Cameron Langford

(CN) — NASA is urging anyone who finds strange rocks near McAllen, Texas, to contact the Smithsonian Institution after confirming a boom residents heard Wednesday was a 1,000-pound meteorite crashing to the Earth.

After examining images of an “atmospheric fireball" captured by weather satellites around 5:30 p.m. Wednesday, NASA said its experts believe the object was a meteoroid about 2 feet in diameter and around 1,000 pounds.

The impact just off a highway northeast of McAllen, a city of 143,000 on the Mexico border, shook the ground and nearby homes and startled residents, many of whom called 911 and reported they had heard an explosion.

Despite the shockwaves, there have been no reports of property damage or injuries.

The odds of a meteorite striking a home or person in the United States are very small but not null.

“Small asteroids enter the atmosphere above the continental United States once or twice a year on average and often deliver meteorites to the ground,” NASA said in a statement.

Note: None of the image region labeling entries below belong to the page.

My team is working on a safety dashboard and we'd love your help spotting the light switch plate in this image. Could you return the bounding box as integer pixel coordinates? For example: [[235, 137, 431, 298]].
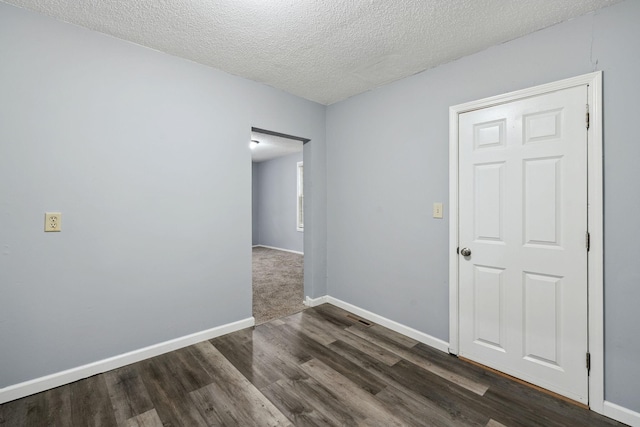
[[433, 202, 442, 219], [44, 212, 62, 232]]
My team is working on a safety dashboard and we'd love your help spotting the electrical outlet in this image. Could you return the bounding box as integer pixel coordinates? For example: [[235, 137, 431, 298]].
[[44, 212, 62, 232], [433, 203, 442, 219]]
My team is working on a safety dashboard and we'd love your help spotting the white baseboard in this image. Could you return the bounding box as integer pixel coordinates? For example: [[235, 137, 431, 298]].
[[602, 400, 640, 427], [322, 296, 449, 353], [0, 317, 256, 404], [252, 245, 304, 255], [303, 295, 329, 307]]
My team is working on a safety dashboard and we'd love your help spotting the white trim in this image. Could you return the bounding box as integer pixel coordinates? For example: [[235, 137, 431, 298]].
[[253, 245, 304, 255], [449, 71, 604, 413], [325, 296, 449, 353], [602, 400, 640, 427], [0, 317, 256, 404], [303, 295, 329, 307], [296, 161, 304, 231]]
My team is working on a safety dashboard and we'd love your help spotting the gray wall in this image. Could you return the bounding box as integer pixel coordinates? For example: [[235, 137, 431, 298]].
[[327, 1, 640, 411], [0, 3, 326, 387], [251, 162, 260, 246], [254, 152, 304, 252]]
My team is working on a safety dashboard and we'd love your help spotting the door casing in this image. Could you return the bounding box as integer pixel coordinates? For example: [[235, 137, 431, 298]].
[[449, 71, 604, 413]]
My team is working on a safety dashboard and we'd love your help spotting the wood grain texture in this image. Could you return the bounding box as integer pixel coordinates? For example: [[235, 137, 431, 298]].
[[0, 304, 622, 427]]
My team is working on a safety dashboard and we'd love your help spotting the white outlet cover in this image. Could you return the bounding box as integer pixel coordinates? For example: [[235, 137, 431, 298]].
[[433, 202, 442, 219], [44, 212, 62, 232]]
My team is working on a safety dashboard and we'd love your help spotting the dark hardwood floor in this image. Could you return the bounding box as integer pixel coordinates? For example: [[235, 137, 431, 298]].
[[0, 304, 622, 427]]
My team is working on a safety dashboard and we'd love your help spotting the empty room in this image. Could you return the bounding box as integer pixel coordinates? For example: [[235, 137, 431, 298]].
[[0, 0, 640, 427]]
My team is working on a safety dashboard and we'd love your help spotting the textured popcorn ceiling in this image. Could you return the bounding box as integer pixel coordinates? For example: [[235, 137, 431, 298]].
[[0, 0, 619, 104]]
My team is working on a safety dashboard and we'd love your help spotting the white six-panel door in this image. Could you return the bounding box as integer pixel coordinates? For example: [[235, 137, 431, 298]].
[[458, 85, 588, 403]]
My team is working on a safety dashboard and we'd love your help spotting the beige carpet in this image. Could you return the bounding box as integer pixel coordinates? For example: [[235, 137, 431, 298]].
[[253, 247, 305, 325]]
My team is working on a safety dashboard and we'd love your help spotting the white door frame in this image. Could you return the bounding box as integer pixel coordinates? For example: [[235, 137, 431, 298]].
[[449, 71, 604, 413]]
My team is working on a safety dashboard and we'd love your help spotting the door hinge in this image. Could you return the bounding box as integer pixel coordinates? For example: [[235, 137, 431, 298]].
[[586, 104, 591, 130], [585, 231, 591, 252]]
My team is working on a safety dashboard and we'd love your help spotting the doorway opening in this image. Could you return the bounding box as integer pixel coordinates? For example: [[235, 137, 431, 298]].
[[250, 128, 309, 325]]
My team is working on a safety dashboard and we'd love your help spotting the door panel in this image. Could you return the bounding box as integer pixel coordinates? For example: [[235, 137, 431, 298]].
[[458, 86, 588, 403]]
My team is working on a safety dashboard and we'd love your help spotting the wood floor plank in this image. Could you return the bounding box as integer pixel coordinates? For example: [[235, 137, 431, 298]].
[[122, 409, 163, 427], [0, 305, 622, 427], [209, 325, 283, 388], [261, 377, 357, 427], [70, 375, 117, 427], [138, 354, 206, 427], [272, 325, 386, 394], [42, 386, 72, 426], [331, 341, 489, 426], [190, 342, 291, 426], [104, 365, 153, 425], [302, 359, 404, 427], [367, 325, 418, 348], [376, 385, 476, 427], [347, 327, 489, 396], [0, 394, 46, 427], [278, 311, 336, 345], [287, 310, 401, 366]]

According to the space agency and astronomers, meteorites hit the Earth’s atmosphere at high speeds—7 to 45 miles per second—but matter in the atmosphere creates friction that slows them and causes them to disintegrate, with the smaller pieces burning up, releasing streaks of light.

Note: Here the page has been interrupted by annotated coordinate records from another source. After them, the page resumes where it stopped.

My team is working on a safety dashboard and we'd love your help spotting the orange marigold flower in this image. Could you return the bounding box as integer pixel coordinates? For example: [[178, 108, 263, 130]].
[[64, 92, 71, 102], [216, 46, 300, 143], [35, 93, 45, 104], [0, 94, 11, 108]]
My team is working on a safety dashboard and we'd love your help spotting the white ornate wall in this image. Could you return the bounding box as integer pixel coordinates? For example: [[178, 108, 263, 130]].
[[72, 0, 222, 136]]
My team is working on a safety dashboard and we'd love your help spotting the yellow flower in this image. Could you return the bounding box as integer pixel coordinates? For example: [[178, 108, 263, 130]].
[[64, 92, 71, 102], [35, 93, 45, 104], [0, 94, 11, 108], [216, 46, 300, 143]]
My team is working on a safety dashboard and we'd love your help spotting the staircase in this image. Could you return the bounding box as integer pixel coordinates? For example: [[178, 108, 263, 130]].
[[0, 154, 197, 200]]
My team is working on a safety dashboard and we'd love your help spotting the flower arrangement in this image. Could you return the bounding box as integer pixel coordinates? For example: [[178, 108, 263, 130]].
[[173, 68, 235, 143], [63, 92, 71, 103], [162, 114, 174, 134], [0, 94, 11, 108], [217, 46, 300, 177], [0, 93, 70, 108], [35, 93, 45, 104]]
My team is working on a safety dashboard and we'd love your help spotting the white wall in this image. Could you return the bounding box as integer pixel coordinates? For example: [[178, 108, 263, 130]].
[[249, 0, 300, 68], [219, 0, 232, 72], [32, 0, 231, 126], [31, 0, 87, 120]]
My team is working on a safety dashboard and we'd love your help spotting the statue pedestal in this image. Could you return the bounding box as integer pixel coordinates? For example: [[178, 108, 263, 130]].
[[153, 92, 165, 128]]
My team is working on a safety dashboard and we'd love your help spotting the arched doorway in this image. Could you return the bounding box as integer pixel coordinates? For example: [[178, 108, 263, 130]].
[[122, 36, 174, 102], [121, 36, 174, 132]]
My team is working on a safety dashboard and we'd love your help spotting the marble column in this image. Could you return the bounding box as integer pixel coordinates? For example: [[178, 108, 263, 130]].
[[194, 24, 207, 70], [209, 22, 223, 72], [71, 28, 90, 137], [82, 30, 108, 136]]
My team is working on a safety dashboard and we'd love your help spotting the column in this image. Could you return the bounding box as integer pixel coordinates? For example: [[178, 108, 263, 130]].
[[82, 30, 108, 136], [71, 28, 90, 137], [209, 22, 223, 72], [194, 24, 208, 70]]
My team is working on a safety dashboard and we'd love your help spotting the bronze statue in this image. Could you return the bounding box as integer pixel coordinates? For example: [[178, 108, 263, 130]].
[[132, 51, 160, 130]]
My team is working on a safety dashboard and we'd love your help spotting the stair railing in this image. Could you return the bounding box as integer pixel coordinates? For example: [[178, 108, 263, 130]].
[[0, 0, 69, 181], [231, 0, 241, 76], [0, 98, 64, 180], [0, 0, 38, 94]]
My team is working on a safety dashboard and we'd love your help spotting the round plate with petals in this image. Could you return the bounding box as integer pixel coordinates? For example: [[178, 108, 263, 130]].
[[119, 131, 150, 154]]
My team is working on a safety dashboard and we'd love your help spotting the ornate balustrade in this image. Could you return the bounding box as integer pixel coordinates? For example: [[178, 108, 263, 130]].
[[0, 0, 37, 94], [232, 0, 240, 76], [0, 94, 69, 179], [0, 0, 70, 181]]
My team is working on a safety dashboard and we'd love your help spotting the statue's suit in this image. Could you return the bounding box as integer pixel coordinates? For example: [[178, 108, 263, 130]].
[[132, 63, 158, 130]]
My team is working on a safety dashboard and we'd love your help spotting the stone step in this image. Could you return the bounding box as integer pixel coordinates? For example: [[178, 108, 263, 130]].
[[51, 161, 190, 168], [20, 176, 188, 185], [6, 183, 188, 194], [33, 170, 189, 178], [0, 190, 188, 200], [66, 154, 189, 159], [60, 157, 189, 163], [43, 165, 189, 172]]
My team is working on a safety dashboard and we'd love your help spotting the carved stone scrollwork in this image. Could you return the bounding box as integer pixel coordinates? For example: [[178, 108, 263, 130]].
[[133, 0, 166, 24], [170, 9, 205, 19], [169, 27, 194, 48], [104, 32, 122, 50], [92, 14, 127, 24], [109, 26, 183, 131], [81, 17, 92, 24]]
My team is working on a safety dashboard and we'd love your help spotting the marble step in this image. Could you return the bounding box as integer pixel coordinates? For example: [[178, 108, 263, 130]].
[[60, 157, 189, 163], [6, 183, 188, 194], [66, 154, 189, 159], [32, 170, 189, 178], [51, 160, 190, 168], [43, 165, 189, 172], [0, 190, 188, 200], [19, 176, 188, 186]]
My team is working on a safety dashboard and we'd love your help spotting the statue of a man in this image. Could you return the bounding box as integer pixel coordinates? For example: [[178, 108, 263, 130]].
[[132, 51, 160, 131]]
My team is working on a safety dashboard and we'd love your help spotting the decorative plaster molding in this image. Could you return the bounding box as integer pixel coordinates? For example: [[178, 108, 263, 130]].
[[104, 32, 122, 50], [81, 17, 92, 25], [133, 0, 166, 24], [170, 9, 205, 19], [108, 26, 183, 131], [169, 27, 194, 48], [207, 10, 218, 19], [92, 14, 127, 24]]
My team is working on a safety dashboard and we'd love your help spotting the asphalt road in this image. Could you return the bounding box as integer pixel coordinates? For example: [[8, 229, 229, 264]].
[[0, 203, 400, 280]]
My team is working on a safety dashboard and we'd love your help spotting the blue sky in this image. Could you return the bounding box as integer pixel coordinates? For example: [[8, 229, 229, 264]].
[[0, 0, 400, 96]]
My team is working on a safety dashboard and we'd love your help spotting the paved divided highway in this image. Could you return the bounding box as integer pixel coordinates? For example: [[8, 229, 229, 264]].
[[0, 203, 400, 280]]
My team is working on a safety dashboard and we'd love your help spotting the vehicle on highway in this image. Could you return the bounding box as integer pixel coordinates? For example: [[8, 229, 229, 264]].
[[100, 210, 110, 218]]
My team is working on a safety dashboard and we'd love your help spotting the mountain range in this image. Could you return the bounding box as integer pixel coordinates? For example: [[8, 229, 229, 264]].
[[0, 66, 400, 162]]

While South Texas law enforcement officials say they don’t yet know where the meteorite landed, they warned anyone who finds it not to touch it.

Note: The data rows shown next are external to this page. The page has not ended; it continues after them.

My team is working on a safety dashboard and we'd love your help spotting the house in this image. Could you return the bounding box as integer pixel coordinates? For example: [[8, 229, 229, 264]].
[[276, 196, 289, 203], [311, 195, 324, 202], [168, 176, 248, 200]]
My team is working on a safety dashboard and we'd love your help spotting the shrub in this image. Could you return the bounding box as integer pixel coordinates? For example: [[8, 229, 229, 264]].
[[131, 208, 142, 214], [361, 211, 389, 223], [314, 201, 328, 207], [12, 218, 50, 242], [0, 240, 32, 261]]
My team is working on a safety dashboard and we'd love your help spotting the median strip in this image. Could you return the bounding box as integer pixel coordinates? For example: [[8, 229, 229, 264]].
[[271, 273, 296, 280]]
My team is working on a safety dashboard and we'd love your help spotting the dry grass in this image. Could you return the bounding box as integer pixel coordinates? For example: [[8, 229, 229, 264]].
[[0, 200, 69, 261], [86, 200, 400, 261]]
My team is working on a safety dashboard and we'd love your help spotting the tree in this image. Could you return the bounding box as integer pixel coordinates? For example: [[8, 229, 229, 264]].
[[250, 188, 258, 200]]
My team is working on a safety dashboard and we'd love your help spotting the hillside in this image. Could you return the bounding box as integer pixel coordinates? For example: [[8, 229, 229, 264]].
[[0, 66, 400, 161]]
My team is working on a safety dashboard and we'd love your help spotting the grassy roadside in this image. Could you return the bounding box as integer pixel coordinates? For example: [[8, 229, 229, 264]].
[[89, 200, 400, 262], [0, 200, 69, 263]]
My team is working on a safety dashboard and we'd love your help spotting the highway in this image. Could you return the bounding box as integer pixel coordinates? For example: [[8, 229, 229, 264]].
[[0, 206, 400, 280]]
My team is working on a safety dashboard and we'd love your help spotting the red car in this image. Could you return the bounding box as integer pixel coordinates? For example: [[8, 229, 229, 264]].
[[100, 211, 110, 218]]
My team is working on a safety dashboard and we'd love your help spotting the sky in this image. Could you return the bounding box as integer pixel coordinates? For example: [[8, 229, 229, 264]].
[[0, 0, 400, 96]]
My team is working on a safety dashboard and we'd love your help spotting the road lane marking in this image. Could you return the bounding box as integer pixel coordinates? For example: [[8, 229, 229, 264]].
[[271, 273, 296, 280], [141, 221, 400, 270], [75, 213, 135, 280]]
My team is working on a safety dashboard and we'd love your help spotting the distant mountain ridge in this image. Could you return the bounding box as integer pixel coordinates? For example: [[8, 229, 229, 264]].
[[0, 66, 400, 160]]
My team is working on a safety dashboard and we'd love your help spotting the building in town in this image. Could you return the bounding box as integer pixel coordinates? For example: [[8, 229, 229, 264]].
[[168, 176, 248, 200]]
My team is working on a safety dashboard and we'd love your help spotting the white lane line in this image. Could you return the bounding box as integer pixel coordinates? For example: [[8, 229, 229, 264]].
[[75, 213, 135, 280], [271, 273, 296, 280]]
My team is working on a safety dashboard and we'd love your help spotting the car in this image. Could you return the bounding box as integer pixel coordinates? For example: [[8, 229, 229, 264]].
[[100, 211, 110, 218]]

But NASA said there is no need for concern.

“Meteorites cool rapidly and generally are not a risk to the public,” NASA said, noting it does not collect them. Instead, they are curated by the Smithsonian Institute and other academic and scientific institutions around the country.

It advised anyone who believes they have found a fragment to contact the Smithsonian, which instructs people to email photos of the specimens.